In the face of a proposed $27 million reduction in the E-Government Fund that pays for the sites, Rep. Darrell Issa (R-Calif.), chairman of the House Oversight and Government Reform Committee, made a personal pledge to keep them operating.

“The specific funding goes away, but reprogramming authority would still be available," Issa said during a panel discussion hosted by the Association of Government Accountants, as reported by Federal News Radio. "Our view is, on a case-by-case basis, we will be able to keep them open."

Issa is hardly a fan of every Obama-era Web initiative. In August 2010, he accused the administration of using federal websites such as Recovery.gov as propaganda to advance the president’s political agenda.

But Issa’s across-the-aisle support for Data.gov and USAspending.gov drew praise from John Wonderlich, policy director at open-government advocacy group Sunlight Foundation. Wonderlich wrote on the organization’s blog that few lawmakers have been willing to support the sites during the recent budget fights.

“If we entirely defund USAspending or Data.gov, we wouldn't be erasing an 'Obama initiative' as much as we'd be removing the only portal to federal grants and contracts or shutting down the clearinghouse for federal bulk data access,” Wonderlich writes. “Transparency reform often functions through political incentives, but it isn't a political phenomenon. It's a democratic phenomenon.”

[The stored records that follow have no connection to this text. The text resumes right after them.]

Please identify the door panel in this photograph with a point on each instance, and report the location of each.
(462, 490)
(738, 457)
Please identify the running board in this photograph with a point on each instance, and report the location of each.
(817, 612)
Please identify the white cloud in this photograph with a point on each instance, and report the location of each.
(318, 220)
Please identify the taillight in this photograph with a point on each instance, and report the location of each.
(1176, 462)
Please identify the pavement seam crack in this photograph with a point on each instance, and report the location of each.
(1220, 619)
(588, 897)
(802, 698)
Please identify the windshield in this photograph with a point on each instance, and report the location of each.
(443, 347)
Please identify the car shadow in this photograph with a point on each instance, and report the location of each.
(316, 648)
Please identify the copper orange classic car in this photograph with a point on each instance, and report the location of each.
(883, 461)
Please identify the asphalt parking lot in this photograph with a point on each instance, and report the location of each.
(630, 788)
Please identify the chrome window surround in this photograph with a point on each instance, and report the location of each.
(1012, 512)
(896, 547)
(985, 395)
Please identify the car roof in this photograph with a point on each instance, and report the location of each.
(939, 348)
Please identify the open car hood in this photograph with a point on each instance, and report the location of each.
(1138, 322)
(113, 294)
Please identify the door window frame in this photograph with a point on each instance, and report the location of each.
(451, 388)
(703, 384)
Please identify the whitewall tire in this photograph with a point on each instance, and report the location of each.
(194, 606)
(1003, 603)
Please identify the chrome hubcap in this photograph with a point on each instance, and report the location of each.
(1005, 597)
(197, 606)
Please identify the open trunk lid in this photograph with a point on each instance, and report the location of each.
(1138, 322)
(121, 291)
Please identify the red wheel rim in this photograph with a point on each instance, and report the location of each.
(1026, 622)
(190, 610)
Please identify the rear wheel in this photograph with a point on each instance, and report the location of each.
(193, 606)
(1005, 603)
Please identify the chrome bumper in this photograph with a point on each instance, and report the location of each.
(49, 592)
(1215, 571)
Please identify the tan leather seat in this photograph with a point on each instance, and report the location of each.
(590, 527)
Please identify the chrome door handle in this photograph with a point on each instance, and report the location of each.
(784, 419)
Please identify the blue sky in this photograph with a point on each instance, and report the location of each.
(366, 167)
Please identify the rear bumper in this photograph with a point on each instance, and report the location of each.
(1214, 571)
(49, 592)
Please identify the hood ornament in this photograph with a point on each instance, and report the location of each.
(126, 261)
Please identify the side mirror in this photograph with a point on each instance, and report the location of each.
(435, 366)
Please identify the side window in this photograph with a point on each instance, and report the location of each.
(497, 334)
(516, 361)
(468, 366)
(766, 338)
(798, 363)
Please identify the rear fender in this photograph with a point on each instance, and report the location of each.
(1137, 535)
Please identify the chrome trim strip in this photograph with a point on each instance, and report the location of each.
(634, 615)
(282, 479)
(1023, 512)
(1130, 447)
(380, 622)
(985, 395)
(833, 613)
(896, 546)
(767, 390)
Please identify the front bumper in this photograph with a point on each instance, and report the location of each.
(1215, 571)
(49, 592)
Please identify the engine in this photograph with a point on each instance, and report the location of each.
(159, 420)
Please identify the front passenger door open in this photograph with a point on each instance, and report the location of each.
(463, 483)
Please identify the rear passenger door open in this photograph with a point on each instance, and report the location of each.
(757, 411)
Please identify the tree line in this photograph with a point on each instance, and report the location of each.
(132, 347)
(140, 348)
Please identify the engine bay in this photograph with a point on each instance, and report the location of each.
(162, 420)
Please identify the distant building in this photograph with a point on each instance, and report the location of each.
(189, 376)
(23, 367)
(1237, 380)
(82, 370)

Laudable intentions and lofty language aside, others have questioned whether the federal transparency sites are accomplishing much.

A website called Nerd Collider hosted a discussion about Data.gov earlier this month and kicked it off by pointing out that the number of unique visitors to the site has plateaued at about 10,000 per month.

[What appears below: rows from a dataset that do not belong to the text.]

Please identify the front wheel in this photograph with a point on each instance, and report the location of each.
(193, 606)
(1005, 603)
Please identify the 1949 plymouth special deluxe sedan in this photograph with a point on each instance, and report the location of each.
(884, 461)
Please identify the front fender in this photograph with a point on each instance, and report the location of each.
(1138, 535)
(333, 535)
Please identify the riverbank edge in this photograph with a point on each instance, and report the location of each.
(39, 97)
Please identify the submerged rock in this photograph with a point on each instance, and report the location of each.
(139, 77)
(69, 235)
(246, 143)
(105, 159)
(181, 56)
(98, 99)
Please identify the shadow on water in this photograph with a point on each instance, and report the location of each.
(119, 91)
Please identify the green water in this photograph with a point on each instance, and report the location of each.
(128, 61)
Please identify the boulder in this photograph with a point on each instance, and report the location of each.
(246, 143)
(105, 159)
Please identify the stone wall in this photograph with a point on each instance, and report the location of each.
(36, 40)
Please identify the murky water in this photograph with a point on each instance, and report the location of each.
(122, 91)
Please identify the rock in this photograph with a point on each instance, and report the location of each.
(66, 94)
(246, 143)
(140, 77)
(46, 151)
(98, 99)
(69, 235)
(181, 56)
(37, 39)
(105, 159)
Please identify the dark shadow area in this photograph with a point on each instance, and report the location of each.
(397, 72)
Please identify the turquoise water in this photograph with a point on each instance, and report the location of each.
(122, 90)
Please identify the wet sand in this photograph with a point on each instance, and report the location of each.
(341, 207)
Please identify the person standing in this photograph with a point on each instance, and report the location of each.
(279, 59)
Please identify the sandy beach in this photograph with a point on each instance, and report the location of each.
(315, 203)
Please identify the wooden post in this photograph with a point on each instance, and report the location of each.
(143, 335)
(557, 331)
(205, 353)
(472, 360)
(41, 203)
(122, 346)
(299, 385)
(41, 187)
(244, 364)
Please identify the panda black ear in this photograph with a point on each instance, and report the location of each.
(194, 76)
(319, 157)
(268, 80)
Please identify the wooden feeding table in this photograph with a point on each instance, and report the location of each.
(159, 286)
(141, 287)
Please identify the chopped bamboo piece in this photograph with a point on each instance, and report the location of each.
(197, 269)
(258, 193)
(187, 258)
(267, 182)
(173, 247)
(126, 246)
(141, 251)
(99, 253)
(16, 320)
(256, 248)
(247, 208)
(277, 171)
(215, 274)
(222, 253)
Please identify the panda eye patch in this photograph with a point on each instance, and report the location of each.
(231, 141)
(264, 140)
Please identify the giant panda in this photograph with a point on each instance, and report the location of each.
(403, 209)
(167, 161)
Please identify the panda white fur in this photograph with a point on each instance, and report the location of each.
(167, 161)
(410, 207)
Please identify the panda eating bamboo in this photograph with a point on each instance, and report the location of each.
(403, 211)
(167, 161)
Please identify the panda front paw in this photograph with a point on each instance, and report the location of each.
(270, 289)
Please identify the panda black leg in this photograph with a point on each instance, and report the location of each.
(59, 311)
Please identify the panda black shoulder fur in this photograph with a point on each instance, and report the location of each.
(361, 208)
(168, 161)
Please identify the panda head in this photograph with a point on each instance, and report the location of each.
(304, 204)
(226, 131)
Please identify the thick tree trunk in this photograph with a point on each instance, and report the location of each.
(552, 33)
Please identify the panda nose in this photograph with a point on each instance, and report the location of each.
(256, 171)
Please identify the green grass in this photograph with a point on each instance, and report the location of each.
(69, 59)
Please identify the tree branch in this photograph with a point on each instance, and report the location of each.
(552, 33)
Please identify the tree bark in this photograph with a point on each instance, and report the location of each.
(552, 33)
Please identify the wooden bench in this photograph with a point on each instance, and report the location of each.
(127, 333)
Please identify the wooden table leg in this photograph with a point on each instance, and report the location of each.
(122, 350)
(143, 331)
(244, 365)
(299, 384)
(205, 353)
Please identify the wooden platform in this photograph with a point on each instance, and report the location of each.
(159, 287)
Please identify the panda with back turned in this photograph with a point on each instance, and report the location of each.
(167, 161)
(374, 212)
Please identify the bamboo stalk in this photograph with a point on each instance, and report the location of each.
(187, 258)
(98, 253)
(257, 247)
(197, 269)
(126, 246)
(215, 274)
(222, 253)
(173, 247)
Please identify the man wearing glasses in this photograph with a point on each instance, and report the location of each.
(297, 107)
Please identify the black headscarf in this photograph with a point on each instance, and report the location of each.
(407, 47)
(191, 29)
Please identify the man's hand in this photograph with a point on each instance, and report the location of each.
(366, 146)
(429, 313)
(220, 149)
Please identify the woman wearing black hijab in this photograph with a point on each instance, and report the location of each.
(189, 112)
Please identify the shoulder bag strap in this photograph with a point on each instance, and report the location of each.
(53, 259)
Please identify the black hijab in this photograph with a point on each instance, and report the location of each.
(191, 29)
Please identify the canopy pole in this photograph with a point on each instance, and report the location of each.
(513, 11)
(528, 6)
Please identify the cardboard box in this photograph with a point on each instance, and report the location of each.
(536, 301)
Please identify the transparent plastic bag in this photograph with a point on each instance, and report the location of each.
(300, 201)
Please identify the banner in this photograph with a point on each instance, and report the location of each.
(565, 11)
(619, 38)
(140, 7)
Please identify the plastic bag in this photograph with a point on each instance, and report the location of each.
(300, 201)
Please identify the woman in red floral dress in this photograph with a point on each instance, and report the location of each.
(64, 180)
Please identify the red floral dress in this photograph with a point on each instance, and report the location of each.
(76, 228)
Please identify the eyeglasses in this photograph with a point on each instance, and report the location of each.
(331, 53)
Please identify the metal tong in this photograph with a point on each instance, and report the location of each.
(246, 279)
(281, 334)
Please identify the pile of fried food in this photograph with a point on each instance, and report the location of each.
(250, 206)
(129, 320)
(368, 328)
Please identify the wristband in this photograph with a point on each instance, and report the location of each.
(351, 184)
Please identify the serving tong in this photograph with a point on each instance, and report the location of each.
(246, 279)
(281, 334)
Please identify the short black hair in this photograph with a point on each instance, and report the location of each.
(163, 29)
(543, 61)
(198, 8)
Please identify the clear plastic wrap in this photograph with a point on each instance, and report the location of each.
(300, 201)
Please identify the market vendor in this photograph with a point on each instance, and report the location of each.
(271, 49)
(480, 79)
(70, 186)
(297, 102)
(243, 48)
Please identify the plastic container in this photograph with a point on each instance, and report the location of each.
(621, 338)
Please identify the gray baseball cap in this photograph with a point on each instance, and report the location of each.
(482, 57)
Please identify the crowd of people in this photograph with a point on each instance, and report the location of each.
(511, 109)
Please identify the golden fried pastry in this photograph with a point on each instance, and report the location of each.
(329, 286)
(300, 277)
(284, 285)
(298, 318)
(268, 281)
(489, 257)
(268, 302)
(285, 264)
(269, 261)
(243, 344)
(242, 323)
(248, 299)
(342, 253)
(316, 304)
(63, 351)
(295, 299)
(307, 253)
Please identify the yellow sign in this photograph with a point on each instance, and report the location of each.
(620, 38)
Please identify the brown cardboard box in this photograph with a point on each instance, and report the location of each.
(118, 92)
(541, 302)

Kate Ray, Nerd Collider's co-founder, summarized the results of the online discussion by highlighting questions raised about who the site’s users are, why it's so hard to use and how the site’s supporters measure success. “It’s unclear whether Data.gov is aimed at journalists, academic researchers, entrepreneurs or special-interest groups,” Ray writes.

James Hendler, a professor and an artificial intelligence researcher at Rensselaer Polytechnic Institute and an adviser to the Data.gov team, defended the site during the Nerd Collider discussion. However, he said there is room for improvement. He said tracking the number of unique visitors is misleading. The more important measurement is how often data is downloaded from the site, and that occurred 100,000 times in February, the most recent month for which figures were available.

The real value of Data.gov is what those 10,000 visitors per month don’t see, and that could be lost if the sites go dark, writes Harlan Yu on the "Freedom to Tinker" blog, hosted by Princeton University's Center for Information Technology Policy.

Data.gov “plays a crucial behind-the-scenes role, setting standards for open data and helping individual departments and agencies live up to those standards,” Yu writes. He said the loss of the program would negatively affect the quantity and quality of government data posted in the future.